Reputation: 387
SQL Server Grantting permission for specific rows
I am doing the BI reports for a group of 5 companies. Since the information is more or less the same for all the companies, I am consolidating all the data of the 5 companies in one DB, restructuring the important data, indexing the tables (I can not do that in the original DB because ERP restrictions) and creating the views with all the information required.
In the group, I have some corporate roles that would be benefit of having the data of the 5 companies in one view, nevertheless, I am not interested that an employee of company 1 see the information of company 2, neither in the other way. There is any way to grant permissions restricting the information to the rows that contain employee´s company name in a specific column?.
I know that I could replicate the view and filtering the information using the WHERE clause, but I really want to avoid this. Please help. Thanks!
Upvotes: 1
Views: 1849
Answers (3)
Reputation: 451
If you want to restrict view data using the where clause, the easiest way is to create a view and then assign permission to the user. example:
CREATE VIEW emp AS SELECT Name, Bdate, Address FROM EMPLOYEE WHERE id=5;
GRANT SELECT ON emp TO user
Upvotes: 0
Reputation: 1167
As of SQL Server 2016 there is support specifically for this problem. The MSDN link in the accepted answer already forwards to the right article. I decided to post again though as the relevant answer changed.
You can now create security policies which implement row level permissions like this (code from MSDN; assuming per-user permissions and a column named UserName in your table):
CREATE SCHEMA Security
GO
CREATE FUNCTION Security.userAccessPredicate(@UserName sysname)
RETURNS TABLE
WITH SCHEMABINDING
AS
RETURN SELECT 1 AS accessResult
WHERE @UserName = SUSER_SNAME()
GO
CREATE SECURITY POLICY Security.userAccessPolicy
ADD FILTER PREDICATE Security.userAccessPredicate(UserName) ON dbo.MyTable,
ADD BLOCK PREDICATE Security.userAccessPredicate(UserName) ON dbo.MyTable
GO
Furthermore it's advisable to create stored procedures which check permission too for accessing the data as a second layer of security, as users might otherwise find out details about existing data they don't have access to i.e. by trying to violate constraints. For details see the MSDN article, which is exactly on this topic.
It points out workarounds for older versions of SQL Server too.
Upvotes: 1
Reputation: 14925
What you are talking about is row level security. There is little to no support out of the product for this.
Here are a couple articles on design patterns that can be used.

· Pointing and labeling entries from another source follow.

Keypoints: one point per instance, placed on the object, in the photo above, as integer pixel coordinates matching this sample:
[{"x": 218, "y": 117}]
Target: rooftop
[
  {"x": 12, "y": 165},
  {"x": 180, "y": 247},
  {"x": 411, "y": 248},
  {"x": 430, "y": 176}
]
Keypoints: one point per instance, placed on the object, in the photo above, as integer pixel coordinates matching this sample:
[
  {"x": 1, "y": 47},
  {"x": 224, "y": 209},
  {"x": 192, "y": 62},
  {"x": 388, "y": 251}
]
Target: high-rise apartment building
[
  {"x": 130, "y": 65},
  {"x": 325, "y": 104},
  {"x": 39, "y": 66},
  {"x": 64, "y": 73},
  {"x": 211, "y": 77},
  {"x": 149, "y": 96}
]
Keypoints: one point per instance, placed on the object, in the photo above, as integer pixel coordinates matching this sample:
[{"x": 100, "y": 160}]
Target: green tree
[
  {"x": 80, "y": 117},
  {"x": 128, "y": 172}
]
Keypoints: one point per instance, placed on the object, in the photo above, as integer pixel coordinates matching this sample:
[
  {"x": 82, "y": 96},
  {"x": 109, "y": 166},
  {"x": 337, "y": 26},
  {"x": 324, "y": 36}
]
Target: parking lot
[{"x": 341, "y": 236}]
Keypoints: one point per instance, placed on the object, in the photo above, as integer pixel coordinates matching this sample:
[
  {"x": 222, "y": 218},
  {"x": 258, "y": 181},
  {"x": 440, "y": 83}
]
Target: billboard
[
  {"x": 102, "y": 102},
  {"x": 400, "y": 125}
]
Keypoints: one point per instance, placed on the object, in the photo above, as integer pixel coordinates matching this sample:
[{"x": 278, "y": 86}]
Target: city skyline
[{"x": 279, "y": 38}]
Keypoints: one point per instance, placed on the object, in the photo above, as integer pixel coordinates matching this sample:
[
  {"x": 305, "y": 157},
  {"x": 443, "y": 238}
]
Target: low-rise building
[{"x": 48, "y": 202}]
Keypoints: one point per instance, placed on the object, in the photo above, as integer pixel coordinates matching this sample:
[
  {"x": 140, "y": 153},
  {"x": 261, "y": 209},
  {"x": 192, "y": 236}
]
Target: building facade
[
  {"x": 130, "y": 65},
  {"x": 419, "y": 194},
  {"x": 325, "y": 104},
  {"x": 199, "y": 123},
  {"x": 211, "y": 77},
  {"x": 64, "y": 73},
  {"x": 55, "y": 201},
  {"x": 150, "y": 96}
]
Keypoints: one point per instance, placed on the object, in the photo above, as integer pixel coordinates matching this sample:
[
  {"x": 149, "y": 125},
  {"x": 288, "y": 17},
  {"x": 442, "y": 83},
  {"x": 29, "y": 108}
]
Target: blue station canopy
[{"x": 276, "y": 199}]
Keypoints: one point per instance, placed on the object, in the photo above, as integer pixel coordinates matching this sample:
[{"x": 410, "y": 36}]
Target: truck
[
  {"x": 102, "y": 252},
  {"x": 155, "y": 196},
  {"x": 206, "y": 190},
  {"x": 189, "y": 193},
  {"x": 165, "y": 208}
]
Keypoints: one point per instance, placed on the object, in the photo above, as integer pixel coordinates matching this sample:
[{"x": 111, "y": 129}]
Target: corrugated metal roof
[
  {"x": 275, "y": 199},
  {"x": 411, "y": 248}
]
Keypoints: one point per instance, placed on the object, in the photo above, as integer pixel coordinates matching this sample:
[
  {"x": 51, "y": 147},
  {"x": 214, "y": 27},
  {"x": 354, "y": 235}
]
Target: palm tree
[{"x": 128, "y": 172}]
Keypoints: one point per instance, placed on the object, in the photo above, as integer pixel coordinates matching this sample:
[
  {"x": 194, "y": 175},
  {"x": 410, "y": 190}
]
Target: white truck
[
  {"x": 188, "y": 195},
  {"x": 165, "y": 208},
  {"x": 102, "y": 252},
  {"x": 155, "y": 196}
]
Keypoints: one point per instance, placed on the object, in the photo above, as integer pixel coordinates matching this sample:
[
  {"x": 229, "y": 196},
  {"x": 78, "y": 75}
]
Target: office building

http://sqlserverlst.codeplex.com/
http://msdn.microsoft.com/en-us/library/bb669076(v=vs.110).aspx
What is the goal of consolidating all the companies into one database?
Here are some ideas.
1 - Separate databases makes it easier to secure data; However, hard to aggregate data.
Also, duplication of all objects.
2 - Use schema's to separate the data. Security can be given out at the schema level.
This does have the same duplicate objects, less the database container, but a super user group can see all schema's and write aggregated reports.
I think schema's are under used by DBA's and developers.
3 - Code either stored procedures and/or duplicate views to ensure security. While tables are not duplicated, some code is.
Again there is no silver bullet for this problem.
However, this is a green field project and you can dictate which way you want to implement it.
Upvotes: 3
Related Questions
- SQL Server: Permissions on table
- sql select permission with conditions
- SQL How to set Permissions
- specific permissions to a table based on user
- Set Row security with Condition
- How can I grant a user limited permissions in SQL Server 2008?
- SQL Server - Permission on a per table basis?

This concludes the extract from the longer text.